Pegidisten verstehen sich als die „kleinen Leute“, der Mehrheit geht es aber wirtschaftlich gut Foto: reuters

Dass die Populismusdebatte die moralisierende Empörung über die ewig gestrigen Feinde der Demokratie inzwischen hinter sich gelassen hat, ist gut. Denn diese Attitüde hilft hauptsächlich den guten Demokraten, sich ihrer Rechtschaffenheit zu versichern und ihr Festhalten an unseren Werten, unserer Freiheit und unserer Lebensweise zu legitimieren, von denen längst jeder weiß, dass sie sozial exklusiv und ökologisch zerstörerisch sind.

Es ist auch richtig, dass die Frage der sozialen Ungleichheit wieder in den Mittelpunkt der Diskussion rückt. Wer aber glaubt, das Populismusproblem ließe sich lösen, indem die politische Linke sich ihrer ursprünglichen Werte und Klientel erinnert, der irrt.

Dirk Jörke und Nils Heisterhagen sind in der Frankfurter Allgemeinen Zeitung, Christian Volk, Winfried Thaa und zuletzt Heike-Eva Mauer in der taz der Frage nachgegangen, ob die Rechtspopulisten heute deshalb so viel Zulauf haben, weil die Linke mit ihrer postmaterialistischen Identitätspolitik die „kleinen Leute“ vernachlässigt hat. Daran knüpft sich die Forderung, die europäische Sozialdemokratie müsse jetzt mit einer entschiedenen Rückwendung zur Sozialpolitik reagieren. Zumindest Jörke und Heisterhagen sehen hier „eine Chance und die Aufgabe der Linken“.

Wenn sich das Problem wirklich so lösen ließe, dann wäre das ein Grund zur Hoffnung. Aber die Interpretation des Rechtspopulismus als Neuauflage der sozialen Frage geht am eigentlichen Kern der Sache vorbei. Denn ein guter Teil derer, die bei Pegida auf die Straße gehen und die AfD attraktiv finden, stehen eben nicht im ökonomischen Sinne unter Druck.

Auch international gesehen floriert der Rechtspopulismus keineswegs vor allem dort, wo besonders drastische neoliberale Spardiktate herrschen, sondern etwa in Österreich oder Dänemark. Und Donald Trump hat in allen Einkommensgruppen über 50.000 Dollar eine Mehrheit erreicht.

Tatsächlich kommen wir bei den nichtmateriellen Ursachen des Rechtspopulismus auch dem eigentlichen Beitrag der emanzipatorischen Linken einen Schritt näher: Modernisierung hat für diese stets Befreiung aus bevormundenden Traditionsüberhängen und die Erweiterung individueller Gestaltungsspielräume bedeutet. Der „Schutz der Integrität der eigenen Person“ und das Versprechen, „ohne Angst verschieden sein zu können“, waren, wie Christian Volk zu Recht in Erinnerung ruft, der normative Kern des linken Projekts.
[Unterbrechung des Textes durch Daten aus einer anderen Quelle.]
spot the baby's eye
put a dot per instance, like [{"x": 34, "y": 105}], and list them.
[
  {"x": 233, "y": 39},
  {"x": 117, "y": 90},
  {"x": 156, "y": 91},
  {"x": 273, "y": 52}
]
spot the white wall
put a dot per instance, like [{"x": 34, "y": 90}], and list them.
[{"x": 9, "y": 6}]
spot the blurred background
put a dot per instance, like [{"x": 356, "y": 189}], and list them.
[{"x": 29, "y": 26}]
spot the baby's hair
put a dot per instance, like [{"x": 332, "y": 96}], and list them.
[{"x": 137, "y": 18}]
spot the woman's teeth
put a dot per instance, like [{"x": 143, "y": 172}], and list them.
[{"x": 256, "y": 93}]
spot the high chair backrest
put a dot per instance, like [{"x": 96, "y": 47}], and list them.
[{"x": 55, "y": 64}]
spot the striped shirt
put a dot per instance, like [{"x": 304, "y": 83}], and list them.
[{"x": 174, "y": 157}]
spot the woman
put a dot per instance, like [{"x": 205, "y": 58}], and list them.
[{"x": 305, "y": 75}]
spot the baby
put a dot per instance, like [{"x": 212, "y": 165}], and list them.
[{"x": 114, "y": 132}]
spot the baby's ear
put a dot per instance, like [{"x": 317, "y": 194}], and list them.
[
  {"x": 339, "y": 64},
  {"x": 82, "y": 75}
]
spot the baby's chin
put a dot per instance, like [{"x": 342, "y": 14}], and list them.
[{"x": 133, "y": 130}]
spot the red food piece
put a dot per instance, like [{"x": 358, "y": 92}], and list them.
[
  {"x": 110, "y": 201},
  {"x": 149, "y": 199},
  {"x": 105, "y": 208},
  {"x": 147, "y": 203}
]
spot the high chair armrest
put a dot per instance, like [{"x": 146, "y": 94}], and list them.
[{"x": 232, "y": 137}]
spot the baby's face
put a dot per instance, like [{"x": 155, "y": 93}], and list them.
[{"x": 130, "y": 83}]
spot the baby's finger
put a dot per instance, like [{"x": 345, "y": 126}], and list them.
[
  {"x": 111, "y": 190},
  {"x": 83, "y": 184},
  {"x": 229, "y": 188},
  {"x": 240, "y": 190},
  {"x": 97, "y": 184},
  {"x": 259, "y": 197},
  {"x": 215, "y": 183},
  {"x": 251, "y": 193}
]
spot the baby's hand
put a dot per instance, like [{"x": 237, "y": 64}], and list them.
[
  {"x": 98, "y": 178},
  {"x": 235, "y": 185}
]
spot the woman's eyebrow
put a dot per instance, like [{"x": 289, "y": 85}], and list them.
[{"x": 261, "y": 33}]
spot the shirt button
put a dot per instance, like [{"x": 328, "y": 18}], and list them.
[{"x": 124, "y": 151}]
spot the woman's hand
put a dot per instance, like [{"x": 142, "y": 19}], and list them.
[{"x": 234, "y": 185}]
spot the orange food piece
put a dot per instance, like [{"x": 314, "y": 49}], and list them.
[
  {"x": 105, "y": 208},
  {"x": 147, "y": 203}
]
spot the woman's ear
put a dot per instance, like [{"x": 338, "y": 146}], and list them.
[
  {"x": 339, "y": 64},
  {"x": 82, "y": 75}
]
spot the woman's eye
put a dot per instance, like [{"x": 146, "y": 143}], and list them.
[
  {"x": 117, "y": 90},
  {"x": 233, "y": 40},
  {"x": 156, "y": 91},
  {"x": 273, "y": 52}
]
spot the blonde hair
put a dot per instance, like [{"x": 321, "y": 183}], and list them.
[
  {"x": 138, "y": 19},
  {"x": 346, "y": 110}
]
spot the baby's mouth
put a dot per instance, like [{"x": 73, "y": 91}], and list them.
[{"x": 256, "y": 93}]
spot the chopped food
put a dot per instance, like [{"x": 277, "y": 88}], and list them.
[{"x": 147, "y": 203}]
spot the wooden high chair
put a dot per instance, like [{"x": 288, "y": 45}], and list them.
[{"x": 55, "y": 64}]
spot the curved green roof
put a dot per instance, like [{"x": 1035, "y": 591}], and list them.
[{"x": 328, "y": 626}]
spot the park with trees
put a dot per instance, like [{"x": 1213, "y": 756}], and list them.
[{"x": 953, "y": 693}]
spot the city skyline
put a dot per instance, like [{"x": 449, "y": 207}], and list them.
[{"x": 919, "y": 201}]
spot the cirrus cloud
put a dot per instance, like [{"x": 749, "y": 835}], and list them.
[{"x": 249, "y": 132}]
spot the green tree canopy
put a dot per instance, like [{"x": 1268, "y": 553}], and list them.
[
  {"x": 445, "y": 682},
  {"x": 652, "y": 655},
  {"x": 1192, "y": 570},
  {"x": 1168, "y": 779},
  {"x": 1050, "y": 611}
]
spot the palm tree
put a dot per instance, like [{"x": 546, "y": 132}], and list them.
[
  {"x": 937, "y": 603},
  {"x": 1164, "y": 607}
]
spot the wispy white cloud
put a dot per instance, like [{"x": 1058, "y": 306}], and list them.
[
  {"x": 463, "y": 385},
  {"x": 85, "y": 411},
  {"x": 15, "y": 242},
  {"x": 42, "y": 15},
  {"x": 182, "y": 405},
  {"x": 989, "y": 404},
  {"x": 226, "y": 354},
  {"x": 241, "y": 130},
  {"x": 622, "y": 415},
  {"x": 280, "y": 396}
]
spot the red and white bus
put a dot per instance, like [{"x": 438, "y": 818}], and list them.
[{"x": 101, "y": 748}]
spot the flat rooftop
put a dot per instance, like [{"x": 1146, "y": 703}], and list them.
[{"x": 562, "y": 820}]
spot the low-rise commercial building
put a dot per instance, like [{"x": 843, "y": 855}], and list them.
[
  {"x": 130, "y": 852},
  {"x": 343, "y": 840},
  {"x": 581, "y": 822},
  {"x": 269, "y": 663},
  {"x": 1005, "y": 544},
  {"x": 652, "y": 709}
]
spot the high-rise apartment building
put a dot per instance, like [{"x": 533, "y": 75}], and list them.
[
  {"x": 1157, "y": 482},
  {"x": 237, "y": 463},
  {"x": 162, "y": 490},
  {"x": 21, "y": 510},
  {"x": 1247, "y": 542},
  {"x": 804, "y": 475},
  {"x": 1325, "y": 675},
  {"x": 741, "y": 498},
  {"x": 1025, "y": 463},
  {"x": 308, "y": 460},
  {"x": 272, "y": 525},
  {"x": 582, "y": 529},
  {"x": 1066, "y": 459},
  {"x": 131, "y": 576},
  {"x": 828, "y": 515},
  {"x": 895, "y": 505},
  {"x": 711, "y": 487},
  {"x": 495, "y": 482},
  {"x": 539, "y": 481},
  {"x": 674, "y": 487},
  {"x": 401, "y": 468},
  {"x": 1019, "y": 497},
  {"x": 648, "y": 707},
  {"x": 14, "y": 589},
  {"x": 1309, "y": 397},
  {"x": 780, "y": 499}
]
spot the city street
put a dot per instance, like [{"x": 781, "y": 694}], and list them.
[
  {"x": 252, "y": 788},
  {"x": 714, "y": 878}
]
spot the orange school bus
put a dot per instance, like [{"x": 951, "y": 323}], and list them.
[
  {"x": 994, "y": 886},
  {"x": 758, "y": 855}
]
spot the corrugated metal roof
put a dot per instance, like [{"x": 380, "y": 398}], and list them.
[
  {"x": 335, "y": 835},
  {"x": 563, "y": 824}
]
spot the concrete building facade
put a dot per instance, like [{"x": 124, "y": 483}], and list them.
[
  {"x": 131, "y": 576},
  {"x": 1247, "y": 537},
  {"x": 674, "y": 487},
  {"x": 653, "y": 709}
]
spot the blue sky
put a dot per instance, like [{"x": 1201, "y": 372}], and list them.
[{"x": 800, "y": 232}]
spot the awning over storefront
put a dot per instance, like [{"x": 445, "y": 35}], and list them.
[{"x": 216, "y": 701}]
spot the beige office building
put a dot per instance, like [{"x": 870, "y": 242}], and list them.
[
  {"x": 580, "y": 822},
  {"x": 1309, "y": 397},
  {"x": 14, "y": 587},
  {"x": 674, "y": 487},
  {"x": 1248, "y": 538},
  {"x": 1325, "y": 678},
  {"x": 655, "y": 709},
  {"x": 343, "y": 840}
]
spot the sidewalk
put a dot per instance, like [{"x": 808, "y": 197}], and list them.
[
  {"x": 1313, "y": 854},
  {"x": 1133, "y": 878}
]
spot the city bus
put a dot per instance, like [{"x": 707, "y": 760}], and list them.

Allerdings nur dessen einer Teil, denn der gleich wichtige zweite Teil war der feste Glaube an die eine universelle Vernunft, in deren unverrückbaren Grenzen sich alle Selbstbestimmung zu bewegen habe. Dieser Glaube ließ sich aber nicht aufrechterhalten, und die emanzipatorischen Bewegungen haben zu seiner Zersetzung selbst tüchtig beigetragen.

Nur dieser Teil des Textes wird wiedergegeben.